Franco Signor commentary:  With regard to the first  case, had MSP Recovery LLC alleged that Progressive’s responsibility was  demonstrated, which in this case possibly  through “other means” language of the MSP because of the contract of PIP insurance, then the PCOA may  have likely survived the Motion to Dismiss. We have previously seen this in MSP PCOA cases such as Michigan Spine and Brain Surgeons, PLLC v. State Farm. While those cases did not present the “other means” argument, those courts concluded that the MSP would be rendered ineffective as no-fault matters do not involve a settlement, judgment or award, and elected to ignore the requirement.  However, it would seem that the MSP PCOA could be successfully argued based on the MSP “other means” language and the obligation to pay exists via a contract of insurance.
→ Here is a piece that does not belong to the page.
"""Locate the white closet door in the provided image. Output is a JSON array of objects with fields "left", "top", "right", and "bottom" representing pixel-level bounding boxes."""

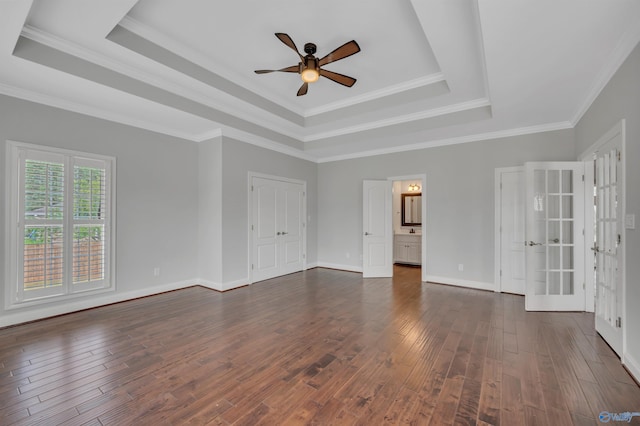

With regard to the Plante case, it demonstrates that in the cases of liability insurance, a necessary condition precedent to a MSP PCOA requires demonstrated responsibility by way of settlement, judgment or award.   Insurers must make certain to manage the conditional payment reimbursement responsibility after a settlement, judgment, or award. Otherwise, they may be held accountable in a future claim for double damages.

In summary, the envelope is certainly being pushed with regard to the MSP PCOA. Companies such as MSP Recovery LLC now exist solely to assist in MSP recoveries, and potentially to exploit the MSP PCOA. We have seen every type of litigant under the sun seeking to bring a MSP PCOA at this point, from healthcare providers, to MAOs, to recovery agencies, to pro se litigants trying to use this arguably ambiguous and powerful clause within the MSP. We will likely continue to see the MSP PCOA being utilized in MSP recoveries.